LinkedIn is the most starchy, buttoned up promotional platform. You can feel safer here and work towards becoming recognized in groups and communities within the LinkedIn walls.

Blogs

Writing a blog is your best bet, in terms of SEO, positioning yourself as an authority and having a platform that you command. Yes, people can comment, but you can set the blog to review all comments before being posted.

Another huge plus for a blog is that you're automatically positioned as a publisher and an author who serves as a community’s information conduit.

You can talk about philosophy, discuss new treatments, site reference books, stomp myths, review books, etc. One of the best family therapists/teachers/speakers I know, is also a friend who tells stories that she says are all true, but the details are mixed up. Although she doesn’t have one, I would love to read her blog because she's such a great conversation host. Maybe you're the same way.

No matter what business you’re in, taking cues from leaders can help you see what works for them. What books do you recommend your patients read? Google the authors and see where and how they show up online.
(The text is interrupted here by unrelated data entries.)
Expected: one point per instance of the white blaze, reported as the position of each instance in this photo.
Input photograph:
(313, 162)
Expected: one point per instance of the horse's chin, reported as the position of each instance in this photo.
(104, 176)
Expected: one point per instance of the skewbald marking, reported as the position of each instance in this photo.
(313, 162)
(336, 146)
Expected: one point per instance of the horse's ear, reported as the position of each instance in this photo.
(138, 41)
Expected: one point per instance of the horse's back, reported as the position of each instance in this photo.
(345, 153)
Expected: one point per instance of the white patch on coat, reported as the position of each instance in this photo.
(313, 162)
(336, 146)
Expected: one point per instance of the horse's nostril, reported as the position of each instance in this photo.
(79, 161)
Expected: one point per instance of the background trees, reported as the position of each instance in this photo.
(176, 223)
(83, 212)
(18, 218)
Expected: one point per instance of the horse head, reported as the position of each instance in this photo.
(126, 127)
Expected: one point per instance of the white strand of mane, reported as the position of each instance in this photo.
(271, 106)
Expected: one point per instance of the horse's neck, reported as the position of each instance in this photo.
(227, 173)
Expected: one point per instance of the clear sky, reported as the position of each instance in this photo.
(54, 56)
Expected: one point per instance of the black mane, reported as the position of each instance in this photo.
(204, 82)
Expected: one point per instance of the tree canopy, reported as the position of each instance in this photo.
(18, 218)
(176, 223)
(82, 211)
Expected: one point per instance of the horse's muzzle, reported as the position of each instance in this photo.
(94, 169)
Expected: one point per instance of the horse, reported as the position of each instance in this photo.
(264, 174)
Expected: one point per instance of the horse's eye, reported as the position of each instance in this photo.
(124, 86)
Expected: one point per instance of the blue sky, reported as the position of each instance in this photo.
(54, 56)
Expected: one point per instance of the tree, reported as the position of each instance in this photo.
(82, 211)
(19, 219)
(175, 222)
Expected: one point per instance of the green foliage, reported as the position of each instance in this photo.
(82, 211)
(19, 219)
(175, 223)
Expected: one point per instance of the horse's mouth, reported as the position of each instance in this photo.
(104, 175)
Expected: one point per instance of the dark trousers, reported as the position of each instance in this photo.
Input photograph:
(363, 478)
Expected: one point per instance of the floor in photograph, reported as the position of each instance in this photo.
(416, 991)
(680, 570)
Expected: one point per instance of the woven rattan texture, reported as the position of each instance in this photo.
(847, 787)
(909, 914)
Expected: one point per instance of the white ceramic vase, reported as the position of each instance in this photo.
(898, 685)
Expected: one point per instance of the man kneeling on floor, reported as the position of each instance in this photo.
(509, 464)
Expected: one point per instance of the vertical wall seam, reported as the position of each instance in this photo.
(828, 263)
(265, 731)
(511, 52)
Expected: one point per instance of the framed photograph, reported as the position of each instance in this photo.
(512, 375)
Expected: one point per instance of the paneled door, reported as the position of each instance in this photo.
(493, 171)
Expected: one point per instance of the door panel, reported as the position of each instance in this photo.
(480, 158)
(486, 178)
Even if you don’t have your own blog, you can comment on theirs.

Facebook

So many people asked me what they should do about being friends on Facebook that I wrote an article: Facebook PR strategy guide: who to be friends with.

Facebook may be the most difficult to manage. While twitter is accessible by anyone [unless you protect your updates], communication is clipped, concise and frequent - and there are no images. Well, if you have Power Twitter, images do show up, but there aren't any albums.

Personally, I find Facebook the most emotional of the three. No matter who you and where you've been, people who've known you along the way will find you. Will you accept their friend request? What will you [or they?] say if you don't?

One person says, "I didn't talk to those people in high school. Why should I now?" Another says: "I'm friends with everybody - bring it on!" While still another declares, "There is NO way I'm EVER going on Facebook or twitter!!!!!!"

Don't think your Facebook friends won't watch out for you, though. Thanks to a friend I met while working out and a sorority sister [who both contacted immediately after I posted a speaking engagement], I have some promising new prospects all thanks to sharing a link on Facebook.

Promoting your speaking services is an entirely different matter.

You're entertaining or informing audiences, not entering into a confidential dialogue with patients seeking your help. So, as a speaker you may participate on all social media platforms by positioning yourself as a person who fits into people's lives because you have what they are looking for. I don't know what - exactly - that is, but I'm guessing you do.